Is it related to the fact that when we perform a measurement on the system, the system collapses into one of the two ground states and thus we get non zero magnetisation? 
But this argument also seems somewhat wrong because say all spins up and all spins down are the two eigenstates of the Hamiltonian. Then since both states have the same energy and are equally probable, any linear combination of these states will also be an eigenstate of the Hamiltonian. Then how can we say that a state which is an eigenstate (but a linear combination) will collapse into one of the eigenstates?
 A: There are two ways to solve this "paradox".
The first one is to say, like it was suggested by probably_someone in the comments, that a realistic system will never be perfectly isolated from magnetic fields. An infinitesimal external magnetic field will be enough for one of the two ground states to be favored, thus selecting one of the two ground states in the limit $T\to 0$.
The second resolution is more formal. Apparently, if the Hamiltonian $\mathcal H(\sigma_1, \dots, \sigma_N) = \mathcal H (\{\sigma_i\})$ is invariant under reversal of all the spins $\sigma_i \to -\sigma_i$, then also the canonical probability of the state $\{\sigma_i\}$
$$P[\mathcal H\{\sigma_i\}]=\frac{e^{-\beta \mathcal H(\{\sigma_i\})}}{Z} \tag{1}$$
will be invariant under the same transformation. This means that  the magnetization
$$m \equiv\langle \sigma_i \rangle = \sum_{\{\sigma_i\}} \sigma_i P[\mathcal H (\{\sigma_i\})]$$
must always be $0$, since $m$ and $-m$ occur with equal probability.
For a finite volume system, the correctness of this argument is irrefutable: there are no (true) phase transitions at finite volume. A finite-volume Ising model will only apparently select a defined magnetization as $T\to0$, but if you wait long enough (an exponentially long time with the system size $N$), the magnetization will eventually reverse, over and over.
However, as $V \to \infty$, $(1)$ becomes only formal, since the partition function diverges.

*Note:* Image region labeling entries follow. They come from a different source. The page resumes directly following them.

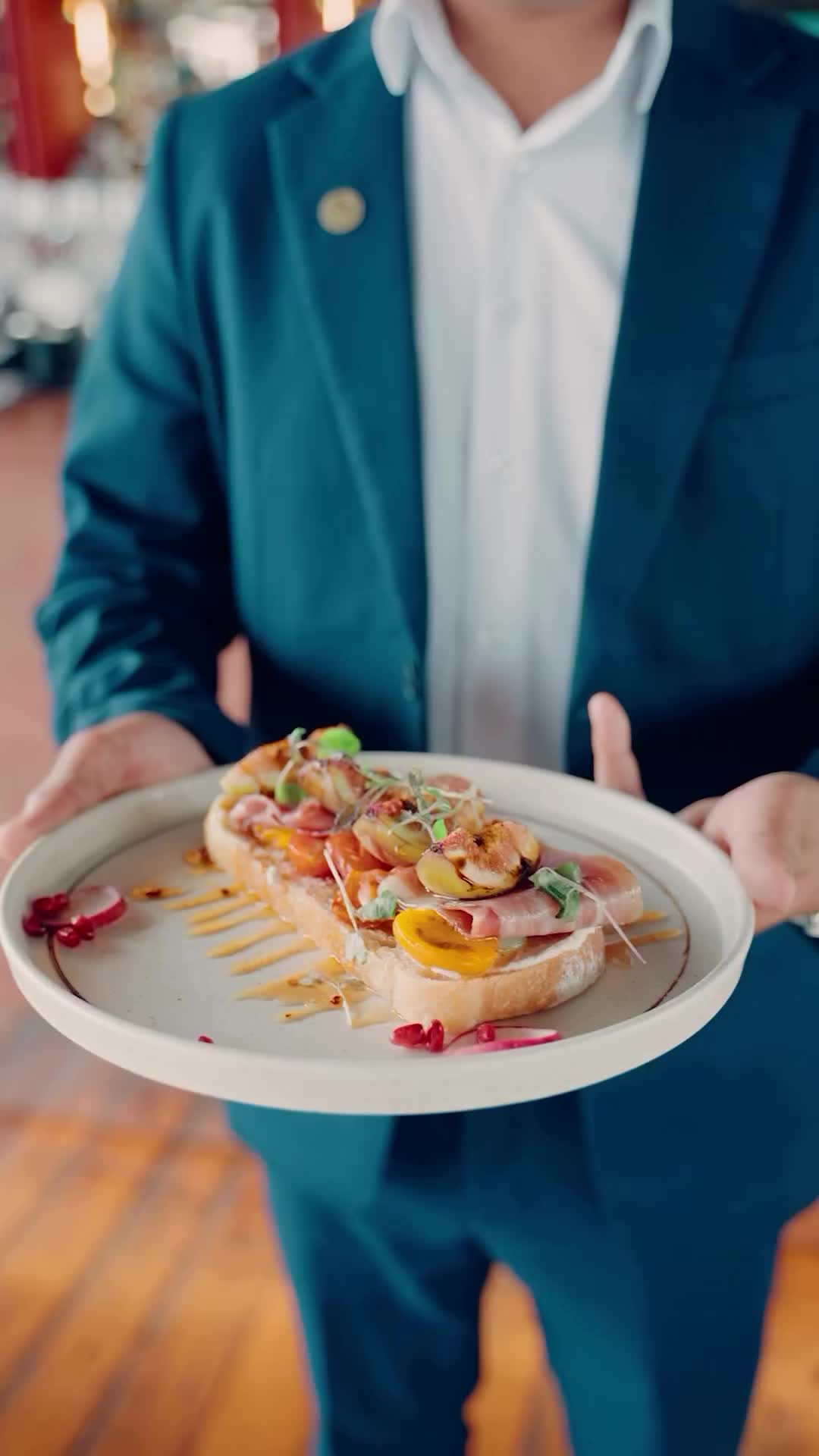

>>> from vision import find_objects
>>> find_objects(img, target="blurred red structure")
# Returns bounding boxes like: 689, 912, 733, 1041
274, 0, 322, 51
0, 0, 322, 177
3, 0, 92, 177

In this case, this argument is incorrect, and it can be shown that while
$$\lim_{V\to \infty} \lim_{h \to 0^{\pm}} m = 0$$
you have
$$ \lim_{h \to 0^{\pm}} \lim_{V\to \infty} m = \pm 1$$
This is what we call spontaneous symmetry breaking: even in the absence of an external field (which would explicitly break the symmetry), a single ground state is selected over the two possible ground states.